2 IBM CMS CLOUD
Enterprise-class customers, such as banks, insurances
or airlines typically require IT management services
such as monitoring, patching, backup, change control,
high availability and disaster recovery to support
systems running complex applications with stringent
IT process control and quality-of-service
requirements. Such features are typically offered by
IT service providers in strategic outsourcing (SO)
engagements, a business model for which the provider
takes over several, or all aspects of management of a
customer’s data center resources, software assets, and
processes. Servers with such support are characterized
as being managed.
This should be contrasted with unmanaged servers
provisioned using basic Amazon Web Services
(AWS) and IBM’s SoftLayer offerings, where the
cloud provider offers automated server provisioning.
In order to make the server managed, these cloud
providers have networked with service partners that
customers can engage to fill all of the gaps up and
down the stack. This enables the user to add services
to the provisioned server, but the cloud provider
assumes no responsibility for their upkeep or the
additional services. Therefore, it puts burden on the
customer to obtain a fully managed solution for their
enterprise workload rather than the cloud service
providing an end-to-end fully managed solution for
the customer.
The IBM’s CMS is among a small set of industry
cloud offerings that support managed virtual and
physical servers. It is an enterprise cloud, which
provides a large number of managed services that are
on par with the ones offered in high end SO contracts.

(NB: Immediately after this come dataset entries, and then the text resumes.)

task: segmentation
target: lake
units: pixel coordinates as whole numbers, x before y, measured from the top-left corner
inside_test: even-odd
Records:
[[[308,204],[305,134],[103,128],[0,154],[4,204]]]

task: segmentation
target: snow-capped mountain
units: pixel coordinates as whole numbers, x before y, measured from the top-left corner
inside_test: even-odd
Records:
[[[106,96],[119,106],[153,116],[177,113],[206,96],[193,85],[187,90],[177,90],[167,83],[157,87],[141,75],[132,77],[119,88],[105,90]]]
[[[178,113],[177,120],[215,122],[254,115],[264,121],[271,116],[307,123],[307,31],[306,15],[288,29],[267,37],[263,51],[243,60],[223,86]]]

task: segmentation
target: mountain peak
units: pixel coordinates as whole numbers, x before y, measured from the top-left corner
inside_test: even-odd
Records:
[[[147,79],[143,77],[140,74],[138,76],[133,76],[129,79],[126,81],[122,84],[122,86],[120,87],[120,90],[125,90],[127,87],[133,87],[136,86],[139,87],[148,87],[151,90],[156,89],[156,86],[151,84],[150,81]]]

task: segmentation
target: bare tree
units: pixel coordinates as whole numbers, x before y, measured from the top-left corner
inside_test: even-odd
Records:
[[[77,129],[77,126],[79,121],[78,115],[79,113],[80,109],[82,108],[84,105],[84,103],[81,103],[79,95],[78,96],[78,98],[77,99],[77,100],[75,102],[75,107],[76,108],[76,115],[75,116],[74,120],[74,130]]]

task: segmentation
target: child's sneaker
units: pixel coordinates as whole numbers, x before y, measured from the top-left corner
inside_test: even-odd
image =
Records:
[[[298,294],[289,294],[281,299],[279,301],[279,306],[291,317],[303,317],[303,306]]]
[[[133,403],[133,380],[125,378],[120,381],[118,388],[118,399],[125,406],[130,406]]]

Examples of such services are patching, monitoring,
asset management, change and configuration
management, quality assurance, compliance, health-
checking, anti-virus, load-balancing, security,
firewall, resiliency, disaster recovery, and backup.

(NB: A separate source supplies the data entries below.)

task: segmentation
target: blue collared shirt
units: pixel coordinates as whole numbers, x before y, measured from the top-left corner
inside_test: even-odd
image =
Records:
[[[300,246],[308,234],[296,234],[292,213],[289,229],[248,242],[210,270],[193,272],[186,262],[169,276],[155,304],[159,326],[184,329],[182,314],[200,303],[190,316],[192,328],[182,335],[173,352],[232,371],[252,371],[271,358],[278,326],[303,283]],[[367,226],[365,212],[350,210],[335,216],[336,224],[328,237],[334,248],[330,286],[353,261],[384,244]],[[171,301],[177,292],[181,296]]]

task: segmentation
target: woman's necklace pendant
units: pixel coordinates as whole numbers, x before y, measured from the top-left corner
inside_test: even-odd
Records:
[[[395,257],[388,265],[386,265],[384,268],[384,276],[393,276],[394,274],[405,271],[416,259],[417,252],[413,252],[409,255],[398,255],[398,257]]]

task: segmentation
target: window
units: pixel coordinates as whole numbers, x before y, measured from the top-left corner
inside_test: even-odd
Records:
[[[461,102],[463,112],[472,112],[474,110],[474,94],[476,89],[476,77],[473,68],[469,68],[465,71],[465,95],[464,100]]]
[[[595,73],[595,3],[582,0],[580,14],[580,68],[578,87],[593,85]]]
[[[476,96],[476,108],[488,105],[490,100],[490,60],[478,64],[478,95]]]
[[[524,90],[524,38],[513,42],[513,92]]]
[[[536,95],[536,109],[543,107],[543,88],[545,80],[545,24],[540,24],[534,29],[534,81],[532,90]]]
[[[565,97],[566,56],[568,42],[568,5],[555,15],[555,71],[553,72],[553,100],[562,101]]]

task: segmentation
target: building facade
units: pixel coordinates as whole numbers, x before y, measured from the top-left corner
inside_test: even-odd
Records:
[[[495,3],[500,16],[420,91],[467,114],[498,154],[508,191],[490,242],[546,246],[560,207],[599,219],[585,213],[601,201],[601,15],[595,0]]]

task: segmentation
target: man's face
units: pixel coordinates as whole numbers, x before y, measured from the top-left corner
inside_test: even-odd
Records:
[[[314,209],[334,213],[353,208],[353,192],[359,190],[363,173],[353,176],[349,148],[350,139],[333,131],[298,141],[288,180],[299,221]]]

The current product offers a set of managed services
preloaded on users’ servers in the cloud. The
installation, configuration, and run-time management
of these services are automated.
3 POSITION: MISSION CRITICAL
WORKLOADS REQUIRE
ENTERPRISE DATA CENTER
RESILIENCE
The main attributes of cloud computing are scalable,
shared, on-demand computing resources delivered
over the network, and pay-per-use pricing. Typically,
one thinks of cloud as on-demand environments
which are created and destroyed as needed. This
offers flexibility in using as few or as many IT
resources as needed at any point in time. Thus, the
users do not need to predict resources that they might
need in future, which makes cloud infrastructure
attractive for businesses.
Cloud native applications take advantage of the
cloud’s elasticity, and are written in a way to run the
application on multiple nodes. The nodes are
stateless, and as such tolerate loss of any single node
without bringing down the entire application.

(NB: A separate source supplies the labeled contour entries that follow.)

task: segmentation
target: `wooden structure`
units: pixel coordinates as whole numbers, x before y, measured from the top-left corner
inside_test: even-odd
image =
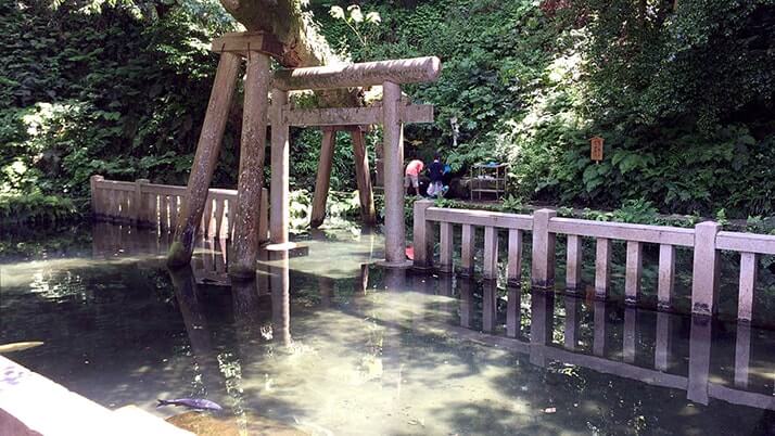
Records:
[[[246,59],[245,101],[238,180],[238,198],[234,214],[234,235],[229,273],[233,278],[255,275],[258,251],[257,226],[264,185],[264,150],[266,128],[271,125],[271,182],[269,230],[272,248],[288,248],[289,227],[289,127],[331,126],[323,134],[323,150],[318,170],[314,222],[322,221],[328,177],[330,176],[333,138],[336,129],[348,126],[354,136],[356,171],[361,205],[367,221],[373,220],[369,169],[363,144],[363,130],[357,126],[382,124],[384,126],[385,158],[385,227],[389,264],[404,261],[404,192],[403,140],[404,123],[432,120],[432,107],[411,106],[401,99],[399,84],[435,80],[440,74],[437,57],[370,62],[353,65],[269,69],[270,56],[281,57],[281,48],[275,37],[265,33],[227,34],[213,42],[212,50],[220,53],[213,91],[202,133],[196,145],[186,201],[178,216],[168,264],[171,267],[190,262],[193,236],[204,211],[209,181],[220,151],[228,108],[234,92],[242,59]],[[289,91],[328,90],[381,85],[381,107],[338,107],[294,110],[289,105]],[[268,95],[271,93],[271,105]],[[353,127],[350,127],[353,126]],[[325,189],[323,189],[325,188]],[[322,210],[322,211],[321,211]]]
[[[477,164],[473,166],[469,188],[471,200],[482,200],[482,193],[494,194],[495,198],[506,193],[506,169],[509,164]],[[478,194],[478,197],[475,196]]]
[[[449,283],[448,287],[442,288],[441,292],[452,295],[452,281],[447,283]],[[520,337],[526,332],[521,331],[523,315],[520,310],[521,295],[518,288],[509,287],[508,290],[506,337],[504,337],[499,334],[492,334],[497,322],[497,311],[496,306],[488,302],[494,302],[497,298],[497,285],[494,282],[484,285],[481,311],[482,329],[480,331],[470,330],[473,319],[477,318],[472,292],[475,284],[472,283],[472,280],[467,279],[458,283],[460,300],[459,309],[455,308],[455,315],[459,313],[460,326],[453,326],[446,322],[439,324],[440,329],[448,331],[458,339],[471,339],[477,344],[526,355],[532,364],[539,367],[545,367],[551,361],[563,362],[605,374],[636,380],[652,386],[685,390],[688,400],[703,405],[708,405],[709,400],[713,398],[734,405],[775,410],[775,397],[762,392],[762,388],[765,387],[763,379],[751,376],[751,363],[754,363],[751,360],[751,326],[745,321],[739,321],[736,328],[734,374],[728,374],[732,380],[726,377],[720,380],[717,374],[715,377],[711,376],[711,348],[714,342],[711,341],[712,323],[706,318],[691,318],[688,344],[679,347],[673,343],[674,333],[671,331],[678,329],[679,325],[686,326],[684,317],[663,311],[658,312],[656,331],[644,332],[641,331],[644,323],[637,322],[636,319],[637,309],[627,307],[624,310],[624,322],[617,321],[617,328],[623,330],[622,341],[611,344],[610,308],[606,306],[605,302],[594,302],[592,326],[594,332],[590,344],[592,354],[589,354],[585,349],[581,349],[582,346],[580,346],[583,299],[577,296],[560,297],[564,305],[564,317],[558,319],[555,316],[555,299],[559,296],[541,291],[532,292],[529,320],[530,341],[523,341]],[[563,339],[559,344],[551,334],[556,322],[564,324]],[[653,348],[638,346],[636,338],[639,335],[653,337]],[[611,355],[612,346],[622,350],[621,358],[619,352]],[[649,352],[652,354],[648,356]],[[649,359],[652,363],[645,363]],[[671,364],[672,362],[686,362],[687,368],[676,371],[676,368]],[[758,386],[751,386],[757,382]],[[772,388],[771,384],[766,387]]]
[[[441,271],[453,271],[453,226],[462,226],[460,268],[463,274],[473,272],[474,228],[484,228],[484,279],[494,280],[498,272],[498,232],[508,232],[507,279],[520,283],[522,270],[522,233],[532,232],[531,283],[534,287],[551,288],[555,284],[555,240],[568,238],[566,287],[575,293],[581,285],[582,238],[596,241],[595,295],[606,299],[610,287],[611,242],[627,245],[625,303],[636,305],[640,293],[644,244],[659,245],[659,307],[671,307],[675,277],[675,247],[694,248],[691,311],[711,316],[715,312],[719,288],[719,251],[740,253],[738,294],[739,320],[751,320],[758,256],[775,255],[775,236],[766,234],[721,231],[716,222],[701,222],[694,229],[645,226],[622,222],[600,222],[558,218],[554,210],[541,209],[531,215],[461,210],[432,207],[430,201],[415,203],[415,266],[433,267],[435,225],[441,232]]]
[[[267,200],[263,190],[258,241],[269,240]],[[147,179],[134,182],[105,180],[91,176],[91,214],[98,221],[131,225],[155,229],[160,233],[175,231],[175,223],[186,197],[186,187],[155,184]],[[237,191],[228,189],[207,190],[199,234],[205,239],[230,240],[234,235]]]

On the contrary, enterprise customers require
computing infrastructure which is set up infrequently,
but is available over a much longer time frame. For
example, a database is expected to run continuously,
and not to lose any data in the case of infrastructure
failure. No response from a database even over a short
period of time can result in large business losses for
an enterprise.
High availability is an important requirement for
running enterprise-level applications. Features like
standardized infrastructure, virtualization, and
modularity capabilities of cloud computing offer an
opportunity to provide highly resilient and highly
available systems. Resiliency techniques can be
deployed on a well-defined framework for providing
recovery measures for replicating unresponsive
services, and recovering the failed services.
To achieve application resiliency, high
availability clusters are used. Implementing HA
clusters requires features such as anti-collocation of
VMs – locating VMs on different physical hosts, a
requirement which is difficult to guarantee in a cloud
environment. For example, VMs are created on
physical servers based on hypervisors utilization to
achieve balanced and optimally utilized compute
environment. Additionally, VMs could migrate
between hypervisors for either load balancing or
maintenance.
The location of physical servers hosting VMs
determines the network latency between the nodes.
The latency between the nodes depends on the
location of physical servers in a data center – for
example, whether the nodes are located in the same
row – or on the current network traffic in a data center.
For example, ongoing data backup traffic can impact
network latency when accessing a DB. Additionally,
multiple VMs might need to access the same DB data,
and require implementation of a shared storage, a
feature which is not typically part of a cloud offering.
These cloud properties make implementing resiliency
features for enterprise workloads more complicated.